Monday, April 23, 2012

The diagnosis is not just the death of hope

In memory of Jake, I would like to take up several of the excellent points that Suzanne Beachy highlighted in her guest post. Suzanne's belief about Jake's fate that it, like many deaths in the so-called "schizophrenia" population, could be directly linked to the dismal diagnosis, is something that I hadn't quite considered in that stark a way. She's absolutely right. From my own experience, I know how the dismal diagnosis, the acceptance by the medical profession of the chronicity of schizophrenia, permeated our household. My husband and I were encouraged by the mental health system to see our son as hopeless. This led us to say the wrong things to Chris, to treat him like a child, to insist on the drugs that the doctors assured us were the only treatment, to cry over his lost opportunities, to get angry with him for constantly eating, to fight amongst ourselves.

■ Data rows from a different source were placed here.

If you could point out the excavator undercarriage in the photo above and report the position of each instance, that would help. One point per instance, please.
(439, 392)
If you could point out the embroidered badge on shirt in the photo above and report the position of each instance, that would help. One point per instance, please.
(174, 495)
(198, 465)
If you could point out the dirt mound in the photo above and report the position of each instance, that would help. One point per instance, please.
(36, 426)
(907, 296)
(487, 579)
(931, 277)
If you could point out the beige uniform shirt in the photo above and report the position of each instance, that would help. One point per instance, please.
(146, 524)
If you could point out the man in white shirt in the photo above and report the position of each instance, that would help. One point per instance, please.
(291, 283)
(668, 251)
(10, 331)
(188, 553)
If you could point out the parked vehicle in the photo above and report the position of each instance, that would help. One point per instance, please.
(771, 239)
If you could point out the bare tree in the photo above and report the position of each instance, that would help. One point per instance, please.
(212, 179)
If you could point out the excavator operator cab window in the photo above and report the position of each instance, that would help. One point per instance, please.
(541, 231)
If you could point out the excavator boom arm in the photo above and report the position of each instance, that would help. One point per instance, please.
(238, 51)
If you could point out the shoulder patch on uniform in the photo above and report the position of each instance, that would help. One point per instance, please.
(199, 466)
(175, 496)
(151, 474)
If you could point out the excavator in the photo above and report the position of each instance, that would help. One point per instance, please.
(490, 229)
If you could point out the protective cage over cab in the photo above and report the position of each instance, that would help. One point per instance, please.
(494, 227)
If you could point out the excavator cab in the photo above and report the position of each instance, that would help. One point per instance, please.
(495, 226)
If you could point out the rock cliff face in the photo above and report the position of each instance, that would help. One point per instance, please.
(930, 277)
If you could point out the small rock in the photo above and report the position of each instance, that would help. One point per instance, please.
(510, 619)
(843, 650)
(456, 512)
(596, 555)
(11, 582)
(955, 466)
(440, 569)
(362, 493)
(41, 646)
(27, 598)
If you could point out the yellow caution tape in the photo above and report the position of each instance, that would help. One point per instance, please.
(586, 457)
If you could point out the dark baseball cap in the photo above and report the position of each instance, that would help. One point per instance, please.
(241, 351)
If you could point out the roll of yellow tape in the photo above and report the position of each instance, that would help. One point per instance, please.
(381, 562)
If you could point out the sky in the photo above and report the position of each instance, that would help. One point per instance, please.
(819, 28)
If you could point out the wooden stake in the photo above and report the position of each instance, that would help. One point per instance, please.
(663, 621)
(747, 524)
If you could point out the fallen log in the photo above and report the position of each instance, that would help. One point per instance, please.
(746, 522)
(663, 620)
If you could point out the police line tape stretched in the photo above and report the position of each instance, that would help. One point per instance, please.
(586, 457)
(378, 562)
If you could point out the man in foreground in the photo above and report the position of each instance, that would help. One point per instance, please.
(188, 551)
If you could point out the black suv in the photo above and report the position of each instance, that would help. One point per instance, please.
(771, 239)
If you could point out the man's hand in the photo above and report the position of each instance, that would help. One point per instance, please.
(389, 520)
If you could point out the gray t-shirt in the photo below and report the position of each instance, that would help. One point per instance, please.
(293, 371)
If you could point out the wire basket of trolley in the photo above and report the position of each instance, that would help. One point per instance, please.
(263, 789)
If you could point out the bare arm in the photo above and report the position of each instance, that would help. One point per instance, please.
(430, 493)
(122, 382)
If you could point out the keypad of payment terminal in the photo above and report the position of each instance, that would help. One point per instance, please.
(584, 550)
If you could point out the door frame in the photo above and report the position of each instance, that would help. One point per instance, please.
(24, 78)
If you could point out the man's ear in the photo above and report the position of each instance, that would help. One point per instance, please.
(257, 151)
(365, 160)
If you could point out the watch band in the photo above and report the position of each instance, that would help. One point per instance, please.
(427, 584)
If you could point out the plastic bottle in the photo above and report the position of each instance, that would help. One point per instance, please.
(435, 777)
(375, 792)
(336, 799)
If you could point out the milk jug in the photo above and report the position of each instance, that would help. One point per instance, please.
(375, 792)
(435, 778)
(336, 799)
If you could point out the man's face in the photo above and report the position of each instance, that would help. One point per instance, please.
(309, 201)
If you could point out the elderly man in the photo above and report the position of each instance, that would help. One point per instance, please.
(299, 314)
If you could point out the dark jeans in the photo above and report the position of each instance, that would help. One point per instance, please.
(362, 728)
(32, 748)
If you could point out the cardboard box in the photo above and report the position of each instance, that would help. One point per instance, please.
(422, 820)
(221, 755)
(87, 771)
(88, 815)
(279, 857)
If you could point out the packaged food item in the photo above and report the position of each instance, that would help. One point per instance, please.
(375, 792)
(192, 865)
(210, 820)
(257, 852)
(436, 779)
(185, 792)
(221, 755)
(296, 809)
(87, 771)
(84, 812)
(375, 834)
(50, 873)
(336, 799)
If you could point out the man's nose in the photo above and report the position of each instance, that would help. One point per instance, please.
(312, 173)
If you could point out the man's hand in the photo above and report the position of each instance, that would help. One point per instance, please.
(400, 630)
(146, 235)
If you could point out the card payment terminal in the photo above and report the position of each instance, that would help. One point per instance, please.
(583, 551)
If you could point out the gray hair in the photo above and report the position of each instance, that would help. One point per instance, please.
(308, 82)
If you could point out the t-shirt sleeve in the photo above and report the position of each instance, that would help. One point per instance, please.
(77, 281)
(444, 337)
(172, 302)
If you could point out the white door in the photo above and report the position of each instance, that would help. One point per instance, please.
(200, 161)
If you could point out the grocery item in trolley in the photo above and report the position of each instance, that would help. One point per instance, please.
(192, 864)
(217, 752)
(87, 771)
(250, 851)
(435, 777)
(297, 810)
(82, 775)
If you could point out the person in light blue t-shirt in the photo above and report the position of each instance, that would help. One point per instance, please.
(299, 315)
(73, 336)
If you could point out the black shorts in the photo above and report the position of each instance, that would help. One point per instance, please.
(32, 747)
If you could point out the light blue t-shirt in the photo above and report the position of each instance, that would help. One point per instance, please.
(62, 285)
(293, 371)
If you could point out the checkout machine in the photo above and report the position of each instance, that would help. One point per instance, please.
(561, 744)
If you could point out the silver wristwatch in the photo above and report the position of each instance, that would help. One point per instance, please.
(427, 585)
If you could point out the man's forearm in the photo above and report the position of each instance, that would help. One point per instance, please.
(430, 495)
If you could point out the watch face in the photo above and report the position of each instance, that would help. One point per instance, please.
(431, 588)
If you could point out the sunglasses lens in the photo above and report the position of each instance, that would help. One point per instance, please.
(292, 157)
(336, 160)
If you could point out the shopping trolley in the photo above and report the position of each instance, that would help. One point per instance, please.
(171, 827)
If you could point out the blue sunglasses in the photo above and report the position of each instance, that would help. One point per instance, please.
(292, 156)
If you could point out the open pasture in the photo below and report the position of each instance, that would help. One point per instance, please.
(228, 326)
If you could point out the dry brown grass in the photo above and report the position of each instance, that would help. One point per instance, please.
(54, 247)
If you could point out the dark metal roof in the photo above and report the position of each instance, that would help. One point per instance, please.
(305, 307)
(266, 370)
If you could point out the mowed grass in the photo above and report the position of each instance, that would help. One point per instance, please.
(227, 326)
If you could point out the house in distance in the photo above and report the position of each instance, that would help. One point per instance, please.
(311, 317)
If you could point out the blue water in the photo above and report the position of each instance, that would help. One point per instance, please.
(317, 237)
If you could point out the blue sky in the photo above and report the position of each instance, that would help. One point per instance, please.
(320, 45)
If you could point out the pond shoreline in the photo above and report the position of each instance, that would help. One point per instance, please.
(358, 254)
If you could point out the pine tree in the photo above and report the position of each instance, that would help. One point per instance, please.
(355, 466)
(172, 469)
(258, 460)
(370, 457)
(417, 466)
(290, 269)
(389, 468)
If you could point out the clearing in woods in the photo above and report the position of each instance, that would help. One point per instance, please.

One night, several years ago, a few months before he entered the psychiatric hospital for the third time, Chris got hit by a car. He was psychotic. Luckily, he was only grazed. I never told his psychiatrist about this because I was so against the drugs, having seen how little they had helped him, and I knew that the psychiatrist would insist that he go back on them. This was my ill-advised reaction to where the diagnosis had taken us. Chris could have been killed, but I was still in the dark about how to help him get better.

Parental divorce can also be one of the outcomes of the diagnosis. My husband and I, luckily still happily married,  weren't the only ones, apart from Chris, affected by the diagnosis. Try convincing your friends and relatives after you've finally seen the light that your relative will fully recover one day, and you may find they don't share your optimism. They, too, have been affected by the diagnosis. Everybody "knows" that schizophrenia is incurable.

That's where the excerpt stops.